Heureusement pour lui, le capuchon de caoutchouc étouffa le bruit de sa voix.
Séléna demanda:
--Mais, père, comment un tel phénomène peut-il se produire?
--Le plus simplement du monde, mon enfant; par suite de l'inclinaison du globe lunaire sur son axe, le soleil ne descend jamais que d'un degré et demi au-dessous de l'horizon de l'un et de l'autre pôle,... or, en raison de la petitesse du globe lunaire, une élévation de 595 mètres suffit pour voir de un degré et demi au delà de l'horizon vrai... En conséquence, les montagnes qui, comme celles que je viens de citer, atteignent 2,800 mètres d'altitude, sont éternellement éclairées par le soleil.
--Mais alors, murmura Gontran, les vallées environnantes sont toujours dans la nuit?
--Dans la nuit est un peu exagéré, répondit Ossipoff; car si elles restent éternellement dans l'ombre de ces montagnes, elles sont cependant éclairées par le rayonnement de la lumière éclatante qui frappe les pics élevés et en fait, d'ailleurs, le tour.

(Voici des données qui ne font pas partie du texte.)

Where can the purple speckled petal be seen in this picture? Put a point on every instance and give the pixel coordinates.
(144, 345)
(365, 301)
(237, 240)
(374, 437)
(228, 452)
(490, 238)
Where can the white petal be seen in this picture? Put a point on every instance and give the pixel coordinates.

Puis, se tournant vers l'Américain:
--Eh bien! monsieur Farenheit, demanda-t-il, un tel spectacle vaut-il la peine que vous abandonniez quelques instants vos recherches?
--Rien ne vaut une vengeance satisfaite, répliqua l'Américain.
Et, reprenant sa longue-vue, il s'immobilisa de nouveau, laissant ses compagnons dans l'attente du sublime panorama qu'ils allaient admirer.
Telingâ, depuis un moment, avait légèrement modifié la route de la barque aérienne, de façon à lui faire suivre les sinuosités des contreforts extérieurs de la montagne de Scoresby; il passa au pied du pic d'Euctémon, dont la hauteur ne le cède que de quatre cents mètres aux monts les plus élevés des Pyrénées et fila, à travers ces ramifications rocheuses, droit sur les chaînes qui entourent le pôle boréal.
Pour franchir cet entassement cyclopéen de cratères monstrueux, le Sélénite dut s'élever jusqu'à trois mille mètres.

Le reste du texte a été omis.